Make Chips Do More and Last Longer with Embedded FPGA

Flex Logix F4 (120x120)

By Geoff Tate, Flex Logix

The cost and the time to design ASSP/ASIC/SoCs keeps rising.

This is a challenge because it means the market/sales for chips needs to be bigger to get a good Return on Investment (ROI) – and long design time makes it harder to hit changing customer specs and standards.

Also, customers are demanding more flexibility in chips so their systems can be upgraded for critical changes (such as protocols/standards), which increases the useful life of their systems and increases their ROI.

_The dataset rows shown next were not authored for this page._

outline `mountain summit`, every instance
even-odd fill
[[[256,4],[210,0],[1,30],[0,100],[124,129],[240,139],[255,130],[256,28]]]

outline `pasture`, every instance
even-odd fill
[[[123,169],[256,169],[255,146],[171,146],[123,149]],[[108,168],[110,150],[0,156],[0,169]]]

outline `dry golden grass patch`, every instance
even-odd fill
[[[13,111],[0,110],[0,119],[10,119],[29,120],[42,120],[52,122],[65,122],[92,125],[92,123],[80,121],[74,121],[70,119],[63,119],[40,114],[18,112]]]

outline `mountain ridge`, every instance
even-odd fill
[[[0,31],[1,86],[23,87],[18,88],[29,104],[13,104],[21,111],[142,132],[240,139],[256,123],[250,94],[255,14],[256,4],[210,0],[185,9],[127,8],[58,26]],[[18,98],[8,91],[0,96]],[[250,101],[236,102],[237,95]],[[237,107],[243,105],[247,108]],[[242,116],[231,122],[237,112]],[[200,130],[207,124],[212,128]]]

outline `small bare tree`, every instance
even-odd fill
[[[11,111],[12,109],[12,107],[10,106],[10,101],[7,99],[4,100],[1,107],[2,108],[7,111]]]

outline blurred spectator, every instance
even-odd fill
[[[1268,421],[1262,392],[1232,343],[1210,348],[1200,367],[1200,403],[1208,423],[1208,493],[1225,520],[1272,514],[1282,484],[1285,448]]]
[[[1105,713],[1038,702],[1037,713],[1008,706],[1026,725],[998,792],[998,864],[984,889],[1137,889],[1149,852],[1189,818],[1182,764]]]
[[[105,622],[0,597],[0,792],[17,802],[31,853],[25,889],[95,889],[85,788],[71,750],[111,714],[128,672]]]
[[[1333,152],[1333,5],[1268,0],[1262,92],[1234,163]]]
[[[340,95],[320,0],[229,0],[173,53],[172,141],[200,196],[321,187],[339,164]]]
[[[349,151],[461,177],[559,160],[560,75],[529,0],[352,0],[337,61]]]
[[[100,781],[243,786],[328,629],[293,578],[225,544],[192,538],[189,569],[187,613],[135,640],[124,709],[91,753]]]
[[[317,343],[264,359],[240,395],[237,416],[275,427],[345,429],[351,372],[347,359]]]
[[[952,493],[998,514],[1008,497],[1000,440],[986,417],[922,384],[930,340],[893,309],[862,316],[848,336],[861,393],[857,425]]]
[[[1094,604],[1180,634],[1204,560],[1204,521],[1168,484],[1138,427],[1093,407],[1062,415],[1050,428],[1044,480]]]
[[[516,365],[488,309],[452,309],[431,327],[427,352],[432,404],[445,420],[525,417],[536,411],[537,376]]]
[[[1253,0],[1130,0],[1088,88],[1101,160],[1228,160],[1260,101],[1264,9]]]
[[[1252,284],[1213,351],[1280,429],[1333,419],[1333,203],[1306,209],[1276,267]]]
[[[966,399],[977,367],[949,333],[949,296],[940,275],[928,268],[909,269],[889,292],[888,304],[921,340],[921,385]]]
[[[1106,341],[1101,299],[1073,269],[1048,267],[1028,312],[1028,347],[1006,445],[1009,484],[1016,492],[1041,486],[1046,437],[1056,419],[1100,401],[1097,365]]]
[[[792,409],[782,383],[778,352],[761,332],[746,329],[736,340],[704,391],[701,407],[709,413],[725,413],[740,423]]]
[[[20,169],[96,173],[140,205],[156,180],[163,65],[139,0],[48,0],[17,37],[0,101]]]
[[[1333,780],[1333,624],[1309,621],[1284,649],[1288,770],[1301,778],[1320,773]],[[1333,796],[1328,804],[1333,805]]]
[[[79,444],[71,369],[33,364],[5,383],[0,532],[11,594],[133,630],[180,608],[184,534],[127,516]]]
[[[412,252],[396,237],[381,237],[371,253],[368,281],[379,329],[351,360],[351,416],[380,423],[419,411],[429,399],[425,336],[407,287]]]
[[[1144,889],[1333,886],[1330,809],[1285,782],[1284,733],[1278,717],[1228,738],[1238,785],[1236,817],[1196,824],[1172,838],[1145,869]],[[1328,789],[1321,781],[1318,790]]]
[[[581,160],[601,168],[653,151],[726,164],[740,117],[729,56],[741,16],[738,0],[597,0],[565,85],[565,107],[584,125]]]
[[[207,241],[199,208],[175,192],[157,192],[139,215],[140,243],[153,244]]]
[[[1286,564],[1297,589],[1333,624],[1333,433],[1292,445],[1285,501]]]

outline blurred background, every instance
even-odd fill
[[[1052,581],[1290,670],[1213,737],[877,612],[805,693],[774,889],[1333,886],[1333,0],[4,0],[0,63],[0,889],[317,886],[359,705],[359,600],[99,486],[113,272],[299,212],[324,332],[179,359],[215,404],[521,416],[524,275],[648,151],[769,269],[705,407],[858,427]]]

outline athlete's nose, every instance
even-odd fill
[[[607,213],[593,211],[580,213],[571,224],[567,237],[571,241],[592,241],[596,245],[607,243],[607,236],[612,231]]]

For example, in data centers, customers are now seeking reconfigurability.  Rather than a fork-lift upgrade when standards evolve, data centers want programmable chips so they can upgrade the data center’s ability during the life of the center without touching the hardware.  This also gives the data center the option to customize for added competitive advantage.  As Doug Burger of Microsoft said at a recent talk at FPL 2016, (Re)Configurable Clouds will change the world with the ability to reprogram a datacenter’s hardware protocols: networking, storage, security.  Adding FPGA technology into the mix is a key in doing this.  Embedded FPGA technology is now available to increase performance while lowering cost and power.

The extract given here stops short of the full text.